The problem is not that Lean doesn't find the real.ring instances. In fact, that's the one it tries first. The problem is that Lean then tries all other ring instances, of which there are unfortunately very many.

Kevin Buzzard (Mar 03 2020 at 18:10):

:four_leaf_clover: ?

Sebastian Ullrich (Mar 03 2020 at 18:10):

It shouldn't do that unless a later failure makes it backtrack

Gabriel Ebner (Mar 03 2020 at 18:12):

Yes, of course it does backtrack. This problem occurs when showing that the reals are a topological additive group. We already know that the reals are a uniform additive group, but we haven't yet shown that they are a uniform ring. Now there is an instance that every topological ring is a topological additive group, which Lean tries first, and then it gets stuck enumerating all ring structures on the reals (none of which is known to be a topological ring yet...).

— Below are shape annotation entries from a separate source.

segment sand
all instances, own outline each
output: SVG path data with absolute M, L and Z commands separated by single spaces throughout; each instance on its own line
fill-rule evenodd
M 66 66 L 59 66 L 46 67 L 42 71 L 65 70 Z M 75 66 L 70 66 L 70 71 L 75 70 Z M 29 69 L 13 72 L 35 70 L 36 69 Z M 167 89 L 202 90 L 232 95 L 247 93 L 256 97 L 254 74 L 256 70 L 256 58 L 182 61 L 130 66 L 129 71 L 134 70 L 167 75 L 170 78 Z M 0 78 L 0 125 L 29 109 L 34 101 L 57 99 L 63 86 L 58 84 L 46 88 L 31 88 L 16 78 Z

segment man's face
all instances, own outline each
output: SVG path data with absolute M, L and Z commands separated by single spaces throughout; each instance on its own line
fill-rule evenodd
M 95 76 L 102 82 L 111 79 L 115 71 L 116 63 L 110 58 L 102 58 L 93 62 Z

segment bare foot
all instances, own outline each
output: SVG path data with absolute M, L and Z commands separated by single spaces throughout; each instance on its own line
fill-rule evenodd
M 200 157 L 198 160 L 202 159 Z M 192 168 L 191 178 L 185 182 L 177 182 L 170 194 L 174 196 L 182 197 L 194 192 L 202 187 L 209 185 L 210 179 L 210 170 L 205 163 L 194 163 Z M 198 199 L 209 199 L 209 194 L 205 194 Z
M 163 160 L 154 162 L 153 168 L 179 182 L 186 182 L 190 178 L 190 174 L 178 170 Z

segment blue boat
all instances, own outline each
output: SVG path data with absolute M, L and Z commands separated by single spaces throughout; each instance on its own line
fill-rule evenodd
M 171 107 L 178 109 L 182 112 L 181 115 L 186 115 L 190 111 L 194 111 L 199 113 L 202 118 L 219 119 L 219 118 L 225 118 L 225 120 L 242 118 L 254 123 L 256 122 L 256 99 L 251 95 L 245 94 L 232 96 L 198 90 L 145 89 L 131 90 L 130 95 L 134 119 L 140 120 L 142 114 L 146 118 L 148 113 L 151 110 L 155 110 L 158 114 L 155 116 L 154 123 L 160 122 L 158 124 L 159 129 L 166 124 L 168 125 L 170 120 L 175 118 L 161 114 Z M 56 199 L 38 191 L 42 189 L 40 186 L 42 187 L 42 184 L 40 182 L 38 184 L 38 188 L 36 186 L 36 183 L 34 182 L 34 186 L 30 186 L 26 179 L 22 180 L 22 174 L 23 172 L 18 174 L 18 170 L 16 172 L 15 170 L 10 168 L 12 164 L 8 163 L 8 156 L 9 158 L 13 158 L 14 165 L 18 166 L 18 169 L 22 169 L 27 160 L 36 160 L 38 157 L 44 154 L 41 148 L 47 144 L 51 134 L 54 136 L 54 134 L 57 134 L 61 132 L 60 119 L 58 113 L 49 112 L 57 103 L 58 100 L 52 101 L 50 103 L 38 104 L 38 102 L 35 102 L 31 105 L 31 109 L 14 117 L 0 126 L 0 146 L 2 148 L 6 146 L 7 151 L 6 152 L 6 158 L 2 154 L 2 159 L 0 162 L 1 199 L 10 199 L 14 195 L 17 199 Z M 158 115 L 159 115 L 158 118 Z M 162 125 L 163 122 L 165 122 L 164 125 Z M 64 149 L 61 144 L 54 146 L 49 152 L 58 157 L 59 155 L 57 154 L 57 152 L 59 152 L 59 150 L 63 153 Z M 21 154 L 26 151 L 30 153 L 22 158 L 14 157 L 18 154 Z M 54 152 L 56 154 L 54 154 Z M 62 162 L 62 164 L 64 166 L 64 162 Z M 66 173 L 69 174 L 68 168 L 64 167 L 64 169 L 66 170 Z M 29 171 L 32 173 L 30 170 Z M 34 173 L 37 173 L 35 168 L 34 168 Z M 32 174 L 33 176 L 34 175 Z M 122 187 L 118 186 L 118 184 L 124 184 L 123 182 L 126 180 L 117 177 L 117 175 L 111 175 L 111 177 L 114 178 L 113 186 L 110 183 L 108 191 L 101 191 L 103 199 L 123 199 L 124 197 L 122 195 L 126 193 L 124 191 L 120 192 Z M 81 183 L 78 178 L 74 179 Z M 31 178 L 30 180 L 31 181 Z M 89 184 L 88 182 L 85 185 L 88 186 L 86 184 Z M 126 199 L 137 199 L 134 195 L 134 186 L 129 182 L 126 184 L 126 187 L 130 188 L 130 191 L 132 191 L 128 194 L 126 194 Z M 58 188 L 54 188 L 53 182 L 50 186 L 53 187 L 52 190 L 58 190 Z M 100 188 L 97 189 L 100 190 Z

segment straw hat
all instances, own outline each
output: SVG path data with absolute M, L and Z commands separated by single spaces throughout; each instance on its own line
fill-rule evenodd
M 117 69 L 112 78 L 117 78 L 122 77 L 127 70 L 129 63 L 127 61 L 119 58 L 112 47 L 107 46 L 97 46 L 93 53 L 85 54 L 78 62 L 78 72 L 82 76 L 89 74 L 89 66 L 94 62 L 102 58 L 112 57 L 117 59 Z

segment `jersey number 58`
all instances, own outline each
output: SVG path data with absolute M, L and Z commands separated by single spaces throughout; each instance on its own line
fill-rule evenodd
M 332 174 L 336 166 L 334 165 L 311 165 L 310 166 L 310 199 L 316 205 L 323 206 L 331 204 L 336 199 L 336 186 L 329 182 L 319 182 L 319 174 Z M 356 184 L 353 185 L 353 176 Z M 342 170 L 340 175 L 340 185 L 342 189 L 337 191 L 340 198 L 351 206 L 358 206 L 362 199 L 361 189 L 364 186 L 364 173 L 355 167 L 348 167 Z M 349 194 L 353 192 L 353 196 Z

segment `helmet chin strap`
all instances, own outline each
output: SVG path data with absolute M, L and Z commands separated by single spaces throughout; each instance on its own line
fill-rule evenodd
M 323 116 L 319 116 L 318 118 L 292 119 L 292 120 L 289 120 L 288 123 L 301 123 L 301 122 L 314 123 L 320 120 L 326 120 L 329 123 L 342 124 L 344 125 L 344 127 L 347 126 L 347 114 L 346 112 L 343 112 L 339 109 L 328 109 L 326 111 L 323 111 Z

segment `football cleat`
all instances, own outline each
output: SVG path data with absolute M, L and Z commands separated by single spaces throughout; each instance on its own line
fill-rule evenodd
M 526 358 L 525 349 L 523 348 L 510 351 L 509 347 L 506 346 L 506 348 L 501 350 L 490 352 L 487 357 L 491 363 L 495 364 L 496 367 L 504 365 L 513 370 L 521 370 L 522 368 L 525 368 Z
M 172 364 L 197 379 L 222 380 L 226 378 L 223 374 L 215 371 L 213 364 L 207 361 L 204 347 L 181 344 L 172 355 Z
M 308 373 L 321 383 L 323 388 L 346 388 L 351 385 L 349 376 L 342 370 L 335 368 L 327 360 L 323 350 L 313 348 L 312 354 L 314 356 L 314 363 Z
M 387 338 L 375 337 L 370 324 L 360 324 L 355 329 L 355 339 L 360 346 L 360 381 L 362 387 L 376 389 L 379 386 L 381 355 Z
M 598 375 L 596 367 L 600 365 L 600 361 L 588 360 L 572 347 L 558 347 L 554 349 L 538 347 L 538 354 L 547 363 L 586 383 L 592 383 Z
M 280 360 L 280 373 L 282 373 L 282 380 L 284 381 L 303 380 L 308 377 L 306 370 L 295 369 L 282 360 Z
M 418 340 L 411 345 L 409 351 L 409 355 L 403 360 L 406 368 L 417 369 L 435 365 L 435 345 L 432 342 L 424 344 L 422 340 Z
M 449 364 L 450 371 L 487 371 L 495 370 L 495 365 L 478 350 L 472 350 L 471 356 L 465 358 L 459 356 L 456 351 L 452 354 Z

Reid Barton (Mar 03 2020 at 18:13):

These "wrong way" instances are still insane to me

Kevin Buzzard (Mar 03 2020 at 18:14):

Gabriel Ebner said:

The problem is not that Lean doesn't find the real.ring instances. In fact, that's the one it tries first. The problem is that Lean then tries all other ring instances, of which there are unfortunately very many.

The other example you gave is defeq to real.ring of course -- but the system isn't smart enough to spot this? I thought the rule was supposed to be that you were only supposed to be able to find one instance anyway.

Gabriel Ebner (Mar 03 2020 at 18:20):

On the basis that it will be determined as the parameter of the topological_ring instance? Maybe?

Exactly, these should be filled in via unification and not via type class search. Looking back through the PRs, @Chris Hughes has already fixed a lot of such instances: https://github.com/leanprover-community/mathlib/pull/1525 We should probably write a linter for this.

Johan Commelin (Mar 03 2020 at 18:22):

Can the linter also output a sed script that will fix the source code for us?

Gabriel Ebner (Mar 03 2020 at 18:24):

I don't think it's easy to create a sed script. Maybe I'm bad at lean, but this abomination is the only thing I could get working: https://github.com/leanprover-community/mathlib/pull/2064/commits/88a084fbdc6deeff9cb498ea454ee5735ccc89c2

Kevin Buzzard (Mar 03 2020 at 18:36):

Is the point that this compiles much faster?

Gabriel Ebner (Mar 03 2020 at 18:43):

In this case the type-class search did not terminate within a few minutes. I guess it should terminate eventually, since we only have a finite number of ring instances for the reals.

Floris van Doorn (Mar 03 2020 at 19:17):

This occurs a lot in the library, see also issue #1561. I think we should indeed try to make all of these use curly braces. There might potentially be downsides to this, but probably very few.
This problem also occurs with automatically generated instances, like module.to_semimodule. Ideally the elaboration procedure would solve the type-class problems in the reverse order in cases like these.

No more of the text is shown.